The bankruptcy trustee, Mark Schlant, directed questions about the SONYMA insurance to DASNY.
"We're investigating the priorities of parties asserting liens and the Dormitory Authority is one of them," Schlant said. "We're trying to work out a way of liquidating the property and at least to a substantial extent what's gained from that will be paid to secured creditors according to their priorities."
The bankruptcy filing lists $5 million of assets and liabilities totalling $8.7 million, less than the outstanding principal of the bonds. The filing lists DASNY as a secured creditor with a $7.1 million claim based on a mortgage on real property and security interest in gross receipts.
Calls to Grace Manor's attorney, Julia Kreher of Hodgson Russ LLP, were not returned on Friday and a security guard reached at the facility said that no staff members were there.
The facility was started as a minority operated nursing home in 1979 by the late Rev. Houston Williams. The 167-bed facility has had financial problems for many years and at its most recent bed census had just 140 residents, said Department of Health spokesman Jeffrey Hammond.
"They had the best of intentions but they had a business plan that just wouldn't allow them to operate," he said. "These chronic fiscal difficulties that extended over many years were just too difficult for them to overcome."
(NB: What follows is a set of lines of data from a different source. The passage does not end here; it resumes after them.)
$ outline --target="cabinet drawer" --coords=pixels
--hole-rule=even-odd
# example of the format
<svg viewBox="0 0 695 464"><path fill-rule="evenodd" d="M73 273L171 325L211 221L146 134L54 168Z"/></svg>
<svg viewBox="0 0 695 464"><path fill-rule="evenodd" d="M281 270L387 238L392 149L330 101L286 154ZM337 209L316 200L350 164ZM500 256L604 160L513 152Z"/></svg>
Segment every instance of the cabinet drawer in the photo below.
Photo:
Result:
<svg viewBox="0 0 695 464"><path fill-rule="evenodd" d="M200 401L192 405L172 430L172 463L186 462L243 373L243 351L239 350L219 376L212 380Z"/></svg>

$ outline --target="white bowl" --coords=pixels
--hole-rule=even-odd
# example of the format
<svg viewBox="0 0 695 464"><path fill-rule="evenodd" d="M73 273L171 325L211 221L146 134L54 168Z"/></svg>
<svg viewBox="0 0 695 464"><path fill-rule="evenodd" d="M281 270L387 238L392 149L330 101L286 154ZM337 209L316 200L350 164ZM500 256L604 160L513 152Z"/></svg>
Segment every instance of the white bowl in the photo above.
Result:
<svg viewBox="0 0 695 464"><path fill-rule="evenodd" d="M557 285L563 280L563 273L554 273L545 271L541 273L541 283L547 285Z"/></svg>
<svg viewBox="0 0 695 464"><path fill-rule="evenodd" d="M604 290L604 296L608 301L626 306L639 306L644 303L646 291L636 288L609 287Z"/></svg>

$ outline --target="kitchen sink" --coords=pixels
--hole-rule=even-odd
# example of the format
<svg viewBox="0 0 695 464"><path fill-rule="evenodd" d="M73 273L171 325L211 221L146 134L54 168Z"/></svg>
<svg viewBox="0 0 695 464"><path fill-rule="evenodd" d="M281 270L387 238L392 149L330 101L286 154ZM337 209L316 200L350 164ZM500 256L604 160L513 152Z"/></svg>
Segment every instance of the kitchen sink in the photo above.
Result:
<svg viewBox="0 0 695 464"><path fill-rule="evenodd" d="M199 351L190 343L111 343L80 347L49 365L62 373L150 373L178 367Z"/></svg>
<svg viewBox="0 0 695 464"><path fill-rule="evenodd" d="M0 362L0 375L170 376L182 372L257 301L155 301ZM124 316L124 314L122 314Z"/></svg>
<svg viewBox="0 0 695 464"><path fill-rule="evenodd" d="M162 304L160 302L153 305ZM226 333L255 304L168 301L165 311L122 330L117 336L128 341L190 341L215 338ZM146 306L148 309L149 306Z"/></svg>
The nonprofit ran a $2 million operating loss in 2007 and a $772,761 loss in 2006, according to audited financial statements. At the end of 2007, Grace Manor had an unrestricted net asset deficiency of $7.7 million.
On March 5, Grace Manor announced that the health department had accepted its plan to shut down, Hammond said. All of its former residents have been moved.
Grace Manor's bonds were trading on the secondary market even after the closure announcement, according to trades reported to the Municipal Securities Rulemaking Board. Most recently a customer bought a block of $15,000 on March 16, yielding 6.292% on a 6.15% coupon.
Moody's Investors Service rates the bonds Aa1 based on the SONYMA insurance. That rating, last updated in 2003, will stay in effect as long as the bonds are outstanding and have the insurance, said analyst Bill Fitzpatrick.